He worked with a team at the University of Utah to create a mechanical heart. It was later used in patients awaiting an organ transplant.
Dr. Robert K. Jarvik, the principal designer of the first permanent artificial heart implanted in a human — a procedure that became a subject of great public fascination and fierce debate about medical ethics — died on Monday at his home in Manhattan. He was 79.
His wife, the writer Marilyn vos Savant, said the cause was complications of Parkinson’s disease.
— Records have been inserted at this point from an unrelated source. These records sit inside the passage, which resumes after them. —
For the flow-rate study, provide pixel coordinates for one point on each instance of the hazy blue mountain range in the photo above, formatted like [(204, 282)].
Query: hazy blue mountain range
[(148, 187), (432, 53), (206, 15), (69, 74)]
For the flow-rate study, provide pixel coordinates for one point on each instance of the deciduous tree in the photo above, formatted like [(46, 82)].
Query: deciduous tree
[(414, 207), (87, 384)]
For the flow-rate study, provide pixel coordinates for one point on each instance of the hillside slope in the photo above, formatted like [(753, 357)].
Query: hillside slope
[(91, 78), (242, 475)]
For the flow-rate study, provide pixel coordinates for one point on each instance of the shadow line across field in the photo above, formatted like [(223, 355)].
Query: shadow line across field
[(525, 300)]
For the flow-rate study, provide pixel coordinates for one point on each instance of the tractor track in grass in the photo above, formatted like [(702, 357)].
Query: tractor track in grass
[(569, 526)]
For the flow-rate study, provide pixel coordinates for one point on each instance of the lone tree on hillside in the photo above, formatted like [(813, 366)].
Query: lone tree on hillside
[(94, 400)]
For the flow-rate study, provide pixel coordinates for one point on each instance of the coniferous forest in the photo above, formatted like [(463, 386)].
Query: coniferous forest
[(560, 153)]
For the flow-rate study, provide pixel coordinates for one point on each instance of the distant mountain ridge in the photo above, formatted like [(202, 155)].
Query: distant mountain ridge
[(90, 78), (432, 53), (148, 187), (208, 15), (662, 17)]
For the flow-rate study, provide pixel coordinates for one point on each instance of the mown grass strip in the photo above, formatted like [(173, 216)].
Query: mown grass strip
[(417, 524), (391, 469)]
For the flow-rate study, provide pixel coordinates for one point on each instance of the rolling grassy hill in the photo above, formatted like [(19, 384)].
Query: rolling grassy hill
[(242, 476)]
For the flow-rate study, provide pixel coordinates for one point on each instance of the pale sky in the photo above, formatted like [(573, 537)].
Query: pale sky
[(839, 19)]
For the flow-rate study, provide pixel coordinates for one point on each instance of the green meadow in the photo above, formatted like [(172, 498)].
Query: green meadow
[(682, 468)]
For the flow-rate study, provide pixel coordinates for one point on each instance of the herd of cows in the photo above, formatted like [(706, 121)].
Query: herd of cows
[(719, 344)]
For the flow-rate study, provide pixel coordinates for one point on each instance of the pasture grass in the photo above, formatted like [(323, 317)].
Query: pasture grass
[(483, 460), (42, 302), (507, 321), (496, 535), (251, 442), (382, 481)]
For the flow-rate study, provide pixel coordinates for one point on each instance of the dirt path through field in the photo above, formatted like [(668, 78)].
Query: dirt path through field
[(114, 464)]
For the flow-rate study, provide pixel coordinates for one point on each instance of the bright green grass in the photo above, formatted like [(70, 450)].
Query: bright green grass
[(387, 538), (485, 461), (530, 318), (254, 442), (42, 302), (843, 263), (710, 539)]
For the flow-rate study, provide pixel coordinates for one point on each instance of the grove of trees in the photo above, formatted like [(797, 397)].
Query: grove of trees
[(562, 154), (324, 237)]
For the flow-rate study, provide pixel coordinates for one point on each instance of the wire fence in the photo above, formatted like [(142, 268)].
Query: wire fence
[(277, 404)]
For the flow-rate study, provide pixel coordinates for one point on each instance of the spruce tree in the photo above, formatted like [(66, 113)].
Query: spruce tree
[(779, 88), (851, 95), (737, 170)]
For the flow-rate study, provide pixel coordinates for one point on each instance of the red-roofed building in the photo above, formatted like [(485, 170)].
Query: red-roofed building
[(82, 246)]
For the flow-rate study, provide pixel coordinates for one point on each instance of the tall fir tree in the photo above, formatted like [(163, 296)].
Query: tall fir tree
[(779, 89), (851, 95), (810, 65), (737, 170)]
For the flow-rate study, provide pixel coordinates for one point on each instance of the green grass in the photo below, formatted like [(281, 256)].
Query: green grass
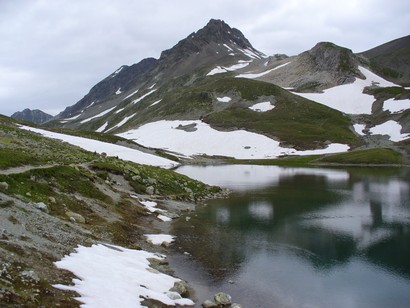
[(380, 156), (295, 121), (13, 158)]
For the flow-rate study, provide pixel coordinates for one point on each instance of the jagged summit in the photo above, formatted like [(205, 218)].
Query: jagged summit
[(35, 116)]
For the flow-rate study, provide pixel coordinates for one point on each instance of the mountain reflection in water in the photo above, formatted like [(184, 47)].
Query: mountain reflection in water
[(312, 234)]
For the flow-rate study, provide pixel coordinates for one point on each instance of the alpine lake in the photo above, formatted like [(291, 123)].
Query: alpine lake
[(299, 237)]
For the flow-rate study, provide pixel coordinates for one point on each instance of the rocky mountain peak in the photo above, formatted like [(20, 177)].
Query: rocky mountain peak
[(333, 58), (216, 32), (35, 116)]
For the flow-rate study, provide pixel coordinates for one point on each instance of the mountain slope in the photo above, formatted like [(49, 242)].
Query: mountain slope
[(35, 116), (216, 76), (391, 60)]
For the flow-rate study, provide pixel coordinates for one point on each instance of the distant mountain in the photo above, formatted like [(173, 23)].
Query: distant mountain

In 1982, the U.S. Food and Drug Administration gave the University of Utah permission to implant what was designed to be a permanent artificial heart in a human. On Dec. 2 that year, Dr. William C. DeVries led the pioneering surgical team that implanted the Jarvik-7 model, made of aluminum and plastic, in a 61-year-old retired Seattle dentist, Barney B. Clark.
Dr. Clark at first declined to receive the Jarvik-7, Dr. DeVries was quoted as saying in a 2012 university retrospective, but he changed his mind on Thanksgiving after he had to be carried by a son to the dinner table. Dr. Clark’s chronic heart disease had left him weeks from death. If the surgery didn’t work for him, he told doctors, maybe it would help others.
During the seven-hour surgery, according to the retrospective, Dr. Clark’s heart muscle tore like tissue paper as it was removed after so many years of being treated with steroids.
Upon awakening, Dr. DeVries said, Dr. Clark told his wife, Una Loy Clark, “I want to tell you even though I have no heart, I still love you.”